The first five minutes of Lone Survivor feels like an advertisement for the Navy. The film opens with the training of Navy SEALS. With each one that rings the bell three times and quits, another perseveres and harnesses their freezing, shaking, breaking down bodies into an unconscious aggression.

Peter Berg brings his familiar Friday Night Lights style to this film, with each shot a mix of articulate calculation and handi-cam reality television that injects the scene with a sense of realism. Also familiar to this Berg joint is Taylor Kitch, who plays Michael Murphy, a bearded SEAL with a fiancé waiting for him back home. Alongside Kitch are Danny Dietz (Emile Hirsch), Matt ‘Axe’ Axelson (Ben Foster), and Marcus Luttrell, played by the enigmatic Mark Wahlberg, whose previously mediocre film Pain and Gain dictates that his performance here be one of the better in his career.

From early on, we learn that these four men are the main cogs in Operation Red Wings, a mission in Afghanistan to “Capture and kill Ahmad Shah,” a terrorist whose malevolent beheading of his enemy acts as our means of introduction. Throughout, Berg’s praise of the SEALS is hard to deny, but there’s a mystery within Lone Survivor insomuch as it’s unclear whether this praise is an ironic juxtaposition of sanctioned violence against terrorists, as opposed to sanctioned violence via terrorists. What I mean to suggest is that, in different contexts, the violence depicted and the authorized “use of deadly force” are lauded on screen when it comes from uniformed, family men (the SEALS), whereas it is condemned and fuel for hatred against the terrorist target.

While hiding out under trees that line the mountain towering over their target – a man who killed 20 soldiers the week before – the four men are stumbled upon by ostensible goat herders.
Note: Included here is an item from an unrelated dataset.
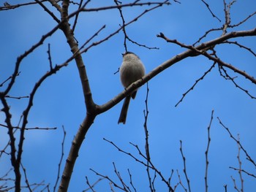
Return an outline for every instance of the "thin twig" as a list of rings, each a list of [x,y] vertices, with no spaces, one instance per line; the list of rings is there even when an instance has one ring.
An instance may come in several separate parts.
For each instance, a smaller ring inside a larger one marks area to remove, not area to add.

It’s here that Berg offers the complicated calculus that is human life during war time, presenting three options for the four SEALS that are discovered during their mission: they can let the herders go and assume to get captured in the next hour; they can leave the herders tied up, take their chances and assume that the herders won’t make it down soon enough to send reinforcements; they can eliminate the threat.

And with the subsequent rhetoric, Berg creates a jumping off point for the discourse over whether or not there is a place for benevolence in war, or whether everyone outside of the uniform should be considered an enemy.

From the moment that Murphy’s ethos “Good things happen to good people” is debunked, the resulting firefight and correlating demolition of bodies is slow-played and visceral. Like Zero Dark Thirty did a few years ago, Lone Survivor chronicles the fractured mission moreso than it actionizes it. No heroic score accompanies the many chapters of combat, and there is seemingly no end in sight, lest the title be indicative of the ultimate result.

As each soldier gets increasingly beaten up and closer to death, we are forced to see them as ubermenchen, wondering just how much longer they can survive, coerced to remember the opening scenes in which the training seemed to severe. At the same time, we are privy to a film that feels as if it veers into the “survival in isolation” genre that has been occupied this year by films like Gravity and All is Lost. However, here, nature is not to blame; here, the film thereomorphoses the Afghans, placing them akin to the wolves in The Grey or sharks in Open Water.

Regardless of Berg’s politics and castigation of man’s faith in man, the film is an exercise in slowing time, exemplifying the horrors of war as best can be done at a safe distance from theater screen.